Figure 1 shows the histogram of year of birth distribution between the EMMOS registry and the OMOP CDM. No discernible differences exist, except for subjects which have not been included in the mapping to the OMOP CDM due to lacking confirmation of a diagnosis of multiple myeloma. As additional part of the architecture validation, the occurrence of the top 20 medications in the EMMOS registry and the OMOP CDM were compared, with a 100% concordance for the drug codes, which is shown in Figure 2.
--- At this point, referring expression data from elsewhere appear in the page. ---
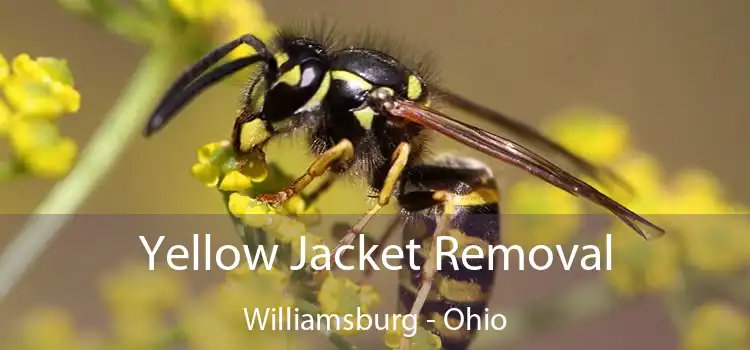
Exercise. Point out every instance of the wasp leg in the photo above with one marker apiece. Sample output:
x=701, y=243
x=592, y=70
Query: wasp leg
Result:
x=430, y=265
x=314, y=195
x=342, y=152
x=400, y=157
x=395, y=223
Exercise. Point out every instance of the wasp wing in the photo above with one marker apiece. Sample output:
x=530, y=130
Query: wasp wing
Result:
x=517, y=155
x=529, y=133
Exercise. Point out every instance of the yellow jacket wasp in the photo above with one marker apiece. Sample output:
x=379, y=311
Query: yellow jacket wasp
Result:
x=367, y=113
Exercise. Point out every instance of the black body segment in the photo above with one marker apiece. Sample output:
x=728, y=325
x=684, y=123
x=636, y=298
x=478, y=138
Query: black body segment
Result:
x=476, y=221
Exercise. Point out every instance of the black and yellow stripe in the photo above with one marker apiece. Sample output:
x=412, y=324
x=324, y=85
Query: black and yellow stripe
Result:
x=476, y=221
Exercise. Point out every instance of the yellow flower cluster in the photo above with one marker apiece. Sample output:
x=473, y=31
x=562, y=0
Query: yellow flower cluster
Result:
x=716, y=325
x=704, y=230
x=233, y=17
x=422, y=340
x=36, y=93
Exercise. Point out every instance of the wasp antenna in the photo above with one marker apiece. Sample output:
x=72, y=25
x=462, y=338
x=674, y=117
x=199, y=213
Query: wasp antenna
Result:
x=186, y=87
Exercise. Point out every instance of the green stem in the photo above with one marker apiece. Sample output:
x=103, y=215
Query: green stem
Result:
x=97, y=159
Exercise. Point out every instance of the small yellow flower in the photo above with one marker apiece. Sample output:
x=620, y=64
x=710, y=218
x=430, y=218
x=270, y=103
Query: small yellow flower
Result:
x=341, y=296
x=294, y=205
x=422, y=339
x=540, y=214
x=41, y=148
x=207, y=152
x=696, y=192
x=53, y=161
x=715, y=243
x=4, y=69
x=597, y=136
x=239, y=204
x=252, y=212
x=41, y=88
x=311, y=240
x=716, y=325
x=640, y=266
x=215, y=160
x=199, y=10
x=205, y=173
x=235, y=181
x=6, y=118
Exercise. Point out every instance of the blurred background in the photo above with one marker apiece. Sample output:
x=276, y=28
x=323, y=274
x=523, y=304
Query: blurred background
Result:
x=675, y=71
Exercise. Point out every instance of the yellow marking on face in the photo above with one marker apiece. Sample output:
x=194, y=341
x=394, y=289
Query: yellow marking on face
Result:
x=253, y=134
x=365, y=117
x=320, y=94
x=291, y=77
x=414, y=88
x=480, y=196
x=281, y=58
x=351, y=78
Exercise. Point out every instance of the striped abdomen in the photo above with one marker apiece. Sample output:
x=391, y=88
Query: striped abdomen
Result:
x=457, y=291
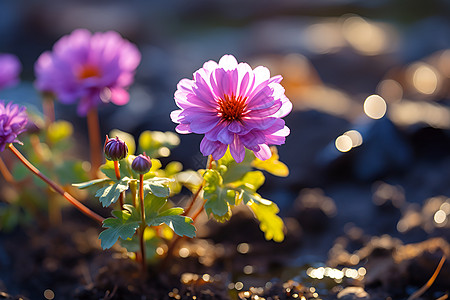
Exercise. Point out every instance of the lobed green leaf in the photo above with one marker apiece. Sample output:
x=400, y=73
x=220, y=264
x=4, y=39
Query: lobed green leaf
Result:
x=270, y=223
x=123, y=226
x=109, y=194
x=84, y=185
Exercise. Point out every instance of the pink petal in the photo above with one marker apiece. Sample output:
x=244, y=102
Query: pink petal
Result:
x=252, y=138
x=217, y=149
x=237, y=149
x=263, y=153
x=225, y=136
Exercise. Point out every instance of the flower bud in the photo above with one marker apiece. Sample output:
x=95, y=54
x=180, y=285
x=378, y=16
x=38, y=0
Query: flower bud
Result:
x=141, y=164
x=115, y=149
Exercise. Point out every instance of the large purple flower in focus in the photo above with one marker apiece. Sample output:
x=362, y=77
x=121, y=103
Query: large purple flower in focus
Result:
x=13, y=120
x=10, y=68
x=233, y=106
x=92, y=68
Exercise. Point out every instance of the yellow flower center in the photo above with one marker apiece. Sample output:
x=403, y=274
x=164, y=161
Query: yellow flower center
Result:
x=232, y=108
x=89, y=71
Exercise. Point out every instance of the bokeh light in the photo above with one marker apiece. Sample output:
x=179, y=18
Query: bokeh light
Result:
x=344, y=143
x=375, y=107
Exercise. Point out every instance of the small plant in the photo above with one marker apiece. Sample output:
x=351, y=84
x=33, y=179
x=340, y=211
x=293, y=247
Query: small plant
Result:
x=239, y=110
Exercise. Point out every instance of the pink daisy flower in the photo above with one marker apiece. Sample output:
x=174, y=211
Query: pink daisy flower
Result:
x=13, y=120
x=93, y=68
x=10, y=68
x=233, y=106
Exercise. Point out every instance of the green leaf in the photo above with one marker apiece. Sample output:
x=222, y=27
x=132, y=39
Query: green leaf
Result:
x=83, y=185
x=181, y=225
x=123, y=226
x=270, y=223
x=218, y=201
x=272, y=165
x=235, y=171
x=59, y=130
x=109, y=194
x=157, y=143
x=252, y=180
In addition to the reconciliation against the different OMOP entities, a comparison was also made against 'derived' data, in particular 'time to event' analysis. Overall survival was plotted from calculated variables in the analysis level data from the EMMOS registry and derived variables in the OMOP CDM. Probability of overall survival over time was virtually identical with only one day difference in median survival and 95% confidence intervals identically overlapping over the period of measurement (Figure 3).
Conclusions: The concordance of year of birth, drug code mapping and overall survival between the EMMOS registry and the OMOP common data model indicates the reliability of mapping potential in HONEUR, especially where auxiliary methods have been developed to handle outcomes and treatment data in a way that can be harmonized across platform datasets.
No relevant conflicts of interest to declare.
Asterisk with author names denotes non-ASH members.